Von Almwiesen und Selbstzweifeln

28. August 2007Das Kärntenblog, ich führe es seit mehren Monaten gemeinsam mit Johanna, macht mir großen Spaß. Am liebsten würde ich nur noch dort bloggen. Das vertraute ich zumindest vor kurzem jemandem …

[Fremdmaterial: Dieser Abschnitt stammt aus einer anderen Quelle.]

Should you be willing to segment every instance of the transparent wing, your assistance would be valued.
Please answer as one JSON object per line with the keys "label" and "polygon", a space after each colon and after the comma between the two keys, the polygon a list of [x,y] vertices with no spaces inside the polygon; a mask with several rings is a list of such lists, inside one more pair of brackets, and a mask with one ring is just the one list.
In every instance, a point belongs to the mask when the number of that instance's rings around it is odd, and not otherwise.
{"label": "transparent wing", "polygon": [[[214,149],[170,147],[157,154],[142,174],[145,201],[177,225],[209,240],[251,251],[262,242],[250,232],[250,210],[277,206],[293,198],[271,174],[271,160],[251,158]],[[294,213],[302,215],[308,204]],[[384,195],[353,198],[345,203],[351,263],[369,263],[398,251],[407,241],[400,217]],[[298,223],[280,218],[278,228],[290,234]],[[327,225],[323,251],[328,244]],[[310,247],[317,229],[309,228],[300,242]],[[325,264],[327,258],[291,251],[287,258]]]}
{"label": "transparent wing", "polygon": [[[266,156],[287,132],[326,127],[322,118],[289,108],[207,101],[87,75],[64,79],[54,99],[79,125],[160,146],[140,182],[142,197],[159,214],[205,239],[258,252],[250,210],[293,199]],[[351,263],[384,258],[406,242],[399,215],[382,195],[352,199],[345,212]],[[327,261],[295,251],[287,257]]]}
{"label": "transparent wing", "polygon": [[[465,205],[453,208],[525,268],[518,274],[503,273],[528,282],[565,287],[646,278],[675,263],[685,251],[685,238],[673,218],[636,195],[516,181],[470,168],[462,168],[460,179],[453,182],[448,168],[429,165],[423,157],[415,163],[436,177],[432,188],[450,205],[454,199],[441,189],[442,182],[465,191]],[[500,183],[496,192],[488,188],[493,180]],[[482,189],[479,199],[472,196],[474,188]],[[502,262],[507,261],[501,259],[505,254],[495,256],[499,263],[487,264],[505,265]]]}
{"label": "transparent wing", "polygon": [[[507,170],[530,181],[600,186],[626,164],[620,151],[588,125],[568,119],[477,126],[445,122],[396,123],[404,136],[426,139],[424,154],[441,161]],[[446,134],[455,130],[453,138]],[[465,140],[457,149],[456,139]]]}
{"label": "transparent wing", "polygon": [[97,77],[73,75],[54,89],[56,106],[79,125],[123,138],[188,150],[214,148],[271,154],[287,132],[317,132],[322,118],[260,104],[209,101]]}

Das Kärntenblog, ich führe es seit mehren Monaten gemeinsam mit Johanna, macht mir großen Spaß. Am liebsten würde ich nur noch dort bloggen. Das vertraute ich zumindest vor kurzem jemandem an. Im Vertrauen sozusagen, weil es in diesem Blog, also dem offiziellen Ed Wohlfahrt Blog, hauptsächlich darum gehen würde, Kompetenz zu vermitteln, relevante Themen zu lancieren, kurzum, mich von meiner arbeitstechnisch professionellsten Seite zu zeigen. Das macht mal mehr und mal weniger Spaß. Manchmal gar keinen und manchmal ist es nur noch selbst auferlegte Pflicht für die man sich wenig erfolgreich verbiegt. Dann zieht wieder Sonnenschein auf und ich habe natürlich "immer schon" gewußt, warum ich das hier mache. Ich denke jeder Blogger kennt das. Zurück zum eingangs erwähnten Gespräch.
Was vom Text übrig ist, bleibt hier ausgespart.